Despite the heat-reducing promises of the richest nations on the planet, scientists expect the world to soon exceed 2.0 degrees Celsius of warming above the pre-industrial values of the period 1850-1900.
On November 17, the Earth’s global temperature reached 2.06 degrees Celsius above the pre-industrial average, according to a preliminary analysis by the European Centre for Medium-Range Weather Forecasts.
This short-term break was associated by specialists in Meteorology with the El Niño phenomenon, which gained strength caused by human activity, and the climate rise caused by human activity, through the irrational burning of fossil fuels, which emanate greenhouse gases into the Earth’s atmosphere.
Recently, the International Energy Agency projected a peak in the demand for such fuels in this decade, even though renewable energy sources and electric vehicle manufacturers have recently made remarkable progress.

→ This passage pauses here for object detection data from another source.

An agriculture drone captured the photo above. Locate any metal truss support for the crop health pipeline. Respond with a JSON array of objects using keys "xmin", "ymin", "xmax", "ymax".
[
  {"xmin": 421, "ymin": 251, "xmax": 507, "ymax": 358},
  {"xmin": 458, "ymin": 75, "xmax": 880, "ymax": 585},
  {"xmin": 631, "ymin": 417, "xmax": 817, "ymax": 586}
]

For experts, the urgent world meeting in the United Arab Emirates seems to be a propitious scenario where companies and industrial consortiums will once again seek to maintain their relevance in a world involved in a necessary but still very slow process of decarbonization.
The current COP28 presidency has before it the objective of making this international climate meeting the most “inclusive” in history, in an era in which the unbridled use of coal and oil, above all, does not cease to release its polluting greenhouse gases.